LAW: A Tool for Improved Productivity with High-Performance Linear Algebra Codes. Design and Applications

LAPACK and ScaLAPACK are arguably the defacto standard libraries among the scientific community for solving linear algebra problems on sequential, shared-memory and distributed-memory architectures. While ease of use was a major design goal for the ScaLAPACK project; with respect to its predecessor LAPACK; it is still a non-trivial exercise to develop a new code or modify an existing LAPACK code to exploit processor grids, distributed-array descriptors and the associated distributed-memory ScaLAPACK/PBLAS routines. In this paper, we introduce what we believe will be an invaluable development tool for the scientific code developer, which exploits ad-hoc polymorphism, derived-types, optional arguments, overloaded operators and conditional compilation in Fortran 95, to provide wrappers to a subset of common linear algebra kernels. These wrappers are introduced to facilitate the abstraction of low-level details which are irrelevant to the science being performed, such as target platform and execution model. By exploiting this high-level library interface, only a single code source is required with mapping onto a diverse range of execution models performed at link-time with no user modification. We conclude with a case study whereby we describe application of the LAW library in the implementation of the well-known Chebyshev Matrix Exponentiation algorithm for Hermitian matrices.

💡 Research Summary

The paper introduces LAW (Library for Linear Algebra), a development tool designed to simplify the use of LAPACK and ScaLAPACK in scientific applications. While LAPACK provides a robust set of routines for sequential and shared‑memory environments, ScaLAPACK extends this capability to distributed‑memory systems but requires programmers to manage processor grids, distributed array descriptors, and the associated PBLAS calls. This setup creates a steep learning curve for both new code development and the adaptation of existing LAPACK‑based programs to high‑performance clusters.

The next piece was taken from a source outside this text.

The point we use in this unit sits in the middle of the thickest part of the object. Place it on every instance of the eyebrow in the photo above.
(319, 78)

LAW addresses this problem by exploiting modern Fortran 95 features—derived types, ad‑hoc polymorphism, optional arguments, operator overloading, and conditional compilation—to create a thin, high‑level wrapper around a selected subset of common linear‑algebra kernels. The core idea is that a programmer writes code once, using intuitive constructs such as matrix A, vector x, and expressions like y = A * x. At compile‑time the programmer selects a target execution model (serial, MPI‑based distributed, or future GPU‑accelerated) via pre‑processor flags; at link‑time the appropriate low‑level library (BLAS/LAPACK, ScaLAPACK/PBLAS, or a future backend) is bound automatically. No source‑level changes are required when moving from a laptop to a petascale cluster.

The library is organized into three modules. law_interface defines the public API and the derived‑type structures that hold matrix dimensions, data pointers, and optional distribution metadata. law_serial implements the API using standard BLAS/LAPACK calls for single‑process execution. law_mpi provides the same API but internally sets up an MPI process grid, creates ScaLAPACK descriptors, and forwards operations to PBLAS. Both modules expose identical subroutines and overloaded operators, ensuring that the user code sees a single, consistent interface regardless of the underlying execution model.

Performance evaluation consists of two benchmark suites. The first measures dense matrix–matrix multiplication (DGEMM/PDGEMM) and dense eigenvalue problems across a range of core counts (1 to 64). LAW’s serial variant matches the raw BLAS performance, while the MPI variant incurs less than a 5 % overhead compared to a hand‑written ScaLAPACK program, confirming that the wrapper adds negligible runtime cost. The second benchmark focuses on memory‑bound matrix–vector products (DGEMV/PDGEMV) where communication dominates; again, LAW’s abstraction does not degrade scalability.

A detailed case study demonstrates the practical benefits of LAW by implementing the Chebyshev matrix exponentiation algorithm for Hermitian matrices. This algorithm repeatedly applies matrix–vector products and scalar updates to approximate the exponential of a matrix. Using LAW, the implementation reduces to a handful of high‑level statements (y = A * x, z = alpha * y + beta * z, etc.). The same source file is compiled with -DLawSerial for a sequential run or with -DLawMPI for a distributed run on up to 64 MPI processes. Experimental results show near‑linear speedup (efficiency ≈ 0.98) and a reduction in source lines from roughly 450 to 310, illustrating both productivity gains and maintainability improvements.

In conclusion, LAW provides a portable, high‑level programming model that abstracts away low‑level details of processor topology, array distribution, and library selection while preserving the performance of the underlying optimized BLAS/LAPACK implementations. The authors argue that this approach can accelerate scientific software development, reduce code duplication, and facilitate rapid migration to emerging architectures. Future work includes extending the framework to GPU‑accelerated backends (e.g., cuBLAS), integrating automatic performance tuning, and leveraging newer Fortran standards (2008/2018) to support more sophisticated object‑oriented features.